Мы расстаемся, Серафима обещает найти меня через несколько дней, чтобы узнать — проглотил ли Дунин наживку? Я возвращаюсь домой (хвоста нет, Серафима и Таня научили «проверяться») и звоню Дунину. Благо, ни мамы, ни Трифоновича дома нет. С первых же слов я чувствую, как напрягся мой славный опер. «Важное, говоришь?» — «Решительно важное!» — отвечаю с горячим сердцем. «Хорошо. Встретимся через час около ограды Преображенского собора, с тыльной стороны храма. Годится?» Взволнованно объясняю, что за мною постоянно идет наружка и черт ее знает — чья? То ли — от вас, то ли от них. Понять не могу. А вдруг придется убегать? (Нарочно употребляю детское слово.) Он смеется: «Это называется «оторваться»». Я счастлив: «Но я слышал, что так говорят воры: оторваться от милиции». — «Мы тоже, — бросает коротко и продолжает с некоторой заминкой: — Значит, так… Пойдешь на Чайковского, тебе хватит двадцати минут. Там есть дом — рядом с бывшим австрийским посольством — на нем мемориальная доска певца Собинова. Третий этаж, квартира справа. Один звонок…» Вот это да-а… Если эта квартира не его собственная — я добился удачи. Я молодец. Серафима и Лена… Таня могут гордиться мною. Вперед, Дерябин, с исключительно холодной головой это прежде всего!

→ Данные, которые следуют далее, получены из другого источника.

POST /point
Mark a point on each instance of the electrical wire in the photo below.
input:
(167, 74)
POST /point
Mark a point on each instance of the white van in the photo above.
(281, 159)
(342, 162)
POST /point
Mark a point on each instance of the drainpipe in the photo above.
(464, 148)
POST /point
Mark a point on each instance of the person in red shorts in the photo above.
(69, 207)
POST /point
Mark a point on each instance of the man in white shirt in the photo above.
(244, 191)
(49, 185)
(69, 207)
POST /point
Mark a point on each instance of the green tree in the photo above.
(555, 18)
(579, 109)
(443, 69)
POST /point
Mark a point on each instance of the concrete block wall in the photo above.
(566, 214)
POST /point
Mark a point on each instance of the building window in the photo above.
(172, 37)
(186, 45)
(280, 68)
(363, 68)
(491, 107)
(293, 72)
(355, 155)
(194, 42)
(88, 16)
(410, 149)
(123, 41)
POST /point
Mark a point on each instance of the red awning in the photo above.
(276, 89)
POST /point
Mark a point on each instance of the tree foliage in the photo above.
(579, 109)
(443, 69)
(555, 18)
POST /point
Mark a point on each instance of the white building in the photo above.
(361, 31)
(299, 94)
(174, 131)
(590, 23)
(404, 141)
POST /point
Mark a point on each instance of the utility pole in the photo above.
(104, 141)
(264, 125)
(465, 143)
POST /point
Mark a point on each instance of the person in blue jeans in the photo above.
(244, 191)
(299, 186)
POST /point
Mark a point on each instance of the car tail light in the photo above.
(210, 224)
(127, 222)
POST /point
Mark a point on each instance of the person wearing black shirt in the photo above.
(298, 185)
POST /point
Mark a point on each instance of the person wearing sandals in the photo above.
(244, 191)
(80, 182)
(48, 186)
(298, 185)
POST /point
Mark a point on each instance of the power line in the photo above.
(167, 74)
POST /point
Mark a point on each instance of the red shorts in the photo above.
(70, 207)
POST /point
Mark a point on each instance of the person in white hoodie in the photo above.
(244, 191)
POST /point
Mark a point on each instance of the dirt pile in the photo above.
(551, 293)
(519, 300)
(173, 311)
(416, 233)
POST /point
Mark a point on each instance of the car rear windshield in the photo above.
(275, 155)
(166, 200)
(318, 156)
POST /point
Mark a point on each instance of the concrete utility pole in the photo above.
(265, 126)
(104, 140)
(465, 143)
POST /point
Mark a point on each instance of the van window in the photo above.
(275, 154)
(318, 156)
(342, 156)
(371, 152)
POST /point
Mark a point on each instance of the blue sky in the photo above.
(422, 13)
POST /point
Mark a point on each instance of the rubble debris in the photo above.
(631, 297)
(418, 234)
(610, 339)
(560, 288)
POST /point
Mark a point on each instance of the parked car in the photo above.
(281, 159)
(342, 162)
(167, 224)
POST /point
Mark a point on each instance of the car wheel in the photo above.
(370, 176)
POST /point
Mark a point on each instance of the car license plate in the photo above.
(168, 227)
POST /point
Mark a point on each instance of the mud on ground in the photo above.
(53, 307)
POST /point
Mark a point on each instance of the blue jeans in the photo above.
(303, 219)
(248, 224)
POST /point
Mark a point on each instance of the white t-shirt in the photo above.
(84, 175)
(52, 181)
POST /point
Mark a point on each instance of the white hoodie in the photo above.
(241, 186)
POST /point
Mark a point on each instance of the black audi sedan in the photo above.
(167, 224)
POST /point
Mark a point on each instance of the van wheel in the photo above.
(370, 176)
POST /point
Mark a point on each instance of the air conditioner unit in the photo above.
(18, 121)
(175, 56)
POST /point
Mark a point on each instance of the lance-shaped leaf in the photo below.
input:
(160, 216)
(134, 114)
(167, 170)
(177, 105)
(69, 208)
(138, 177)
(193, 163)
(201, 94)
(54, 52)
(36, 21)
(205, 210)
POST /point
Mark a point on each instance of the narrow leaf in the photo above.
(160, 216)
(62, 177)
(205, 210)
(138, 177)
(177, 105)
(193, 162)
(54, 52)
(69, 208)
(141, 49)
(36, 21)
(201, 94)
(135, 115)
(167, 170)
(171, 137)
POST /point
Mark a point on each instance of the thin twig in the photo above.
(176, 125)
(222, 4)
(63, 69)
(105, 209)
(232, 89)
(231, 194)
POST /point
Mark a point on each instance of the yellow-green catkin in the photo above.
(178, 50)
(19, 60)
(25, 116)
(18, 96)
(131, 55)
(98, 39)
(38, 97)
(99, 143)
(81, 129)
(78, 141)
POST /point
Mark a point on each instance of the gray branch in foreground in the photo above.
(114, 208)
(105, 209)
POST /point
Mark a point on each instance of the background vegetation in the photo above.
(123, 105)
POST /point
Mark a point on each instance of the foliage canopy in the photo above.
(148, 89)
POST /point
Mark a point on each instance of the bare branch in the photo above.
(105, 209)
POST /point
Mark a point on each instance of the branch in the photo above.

Он знает время подхода с Желябова. Ровно через двадцать минут открываю двери парадного и по грязной лестнице (она и при Собинове такая была?) поднимаюсь на третий этаж. Вот она, квартирочка. Логово зверя. Номер 13. Кстати номерок. К месту.
Звоню. Он открывает сразу и, окинув взглядом лестничную площадку за моей спиной, впускает в коридор. Чисто, пусто, и это весьма странно. Коридоры всех ленинградских коммуналок завалены старой мебелью, велосипедами, санками и прочей рухлядью. Ее копят годами, а когда владелец умирает — относят на ближайшую помойку.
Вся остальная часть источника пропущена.